U.S. Defense Secretary Robert Gates is in the Netherlands for a NATO defense ministers' meeting, where he says he will press member countries to live up to the commitments their leaders made last year to increase their troop levels in Afghanistan. VOA's Al Pessin reports from Amsterdam.
Secretary Gates has been growing increasingly impatient with NATO allies, as they have failed to live up to commitments made at the NATO summit 11 months ago. He expressed that impatience at a meeting in Kiev Monday of defense ministers from southeastern European nations, including some NATO members and others that want to join the alliance.
"I am not satisfied that an alliance whose members have over two million soldiers, sailors, marines and airmen can not find the modest additional resources that have been committed for Afghanistan," he said.
The two million figure does not include U.S. military forces, which already make up the vast majority of foreign troops in Afghanistan.
Secretary Gates said several countries have indicated their intent to increase their troop presence in Afghanistan. But he said he can not name them because they have not yet completed their domestic consultations.

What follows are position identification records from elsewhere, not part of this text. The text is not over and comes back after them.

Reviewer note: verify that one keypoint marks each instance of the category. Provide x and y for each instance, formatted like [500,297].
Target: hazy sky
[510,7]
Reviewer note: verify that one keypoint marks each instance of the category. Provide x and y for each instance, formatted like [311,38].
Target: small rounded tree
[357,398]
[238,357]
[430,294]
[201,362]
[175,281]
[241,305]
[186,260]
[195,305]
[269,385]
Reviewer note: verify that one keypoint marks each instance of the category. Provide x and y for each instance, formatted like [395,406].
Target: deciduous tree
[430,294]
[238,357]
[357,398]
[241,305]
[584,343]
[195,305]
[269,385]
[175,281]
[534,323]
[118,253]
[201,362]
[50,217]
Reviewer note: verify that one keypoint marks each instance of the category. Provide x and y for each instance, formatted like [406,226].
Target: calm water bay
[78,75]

Secretary Gates says the most urgent needs in Afghanistan are for troops to train the Afghan Army and for personnel to staff provincial reconstruction teams, which are crucial to the effort to deliver development to the Afghan people. U.S. officials say the NATO force in Afghanistan also needs more airlift and more flexibility in how it uses the forces from the various contributing nations.
Under NATO rules, countries can place restrictions on how their forces are used, so even though it may appear that NATO forces are fully, or nearly fully, staffed, they may not be able to do all the things a commander might want. Officials say NATO is able to carry out all its military missions in Afghanistan, but the operational burden falls unfairly on a limited number of nations.
The NATO defense ministers may also discuss policy regarding Afghanistan's increasing poppy crop. Poppy eradication is not part of NATO's mandate. But U.S. officials say the drug trade that feeds on the poppy crop is financing a large part of Afghanistan's insurgency.
There appears to be growing interest in having NATO do more to help the Afghan government do something about it. Still, officials point out that eradication is a last resort because it hurts farmers, who depend on the crop for their income. They say a more complex approach is needed that provides training and perhaps subsidies to farmers so they can grow other crops, and also targets the networks that process the poppies into illegal drugs and distribute them around the world.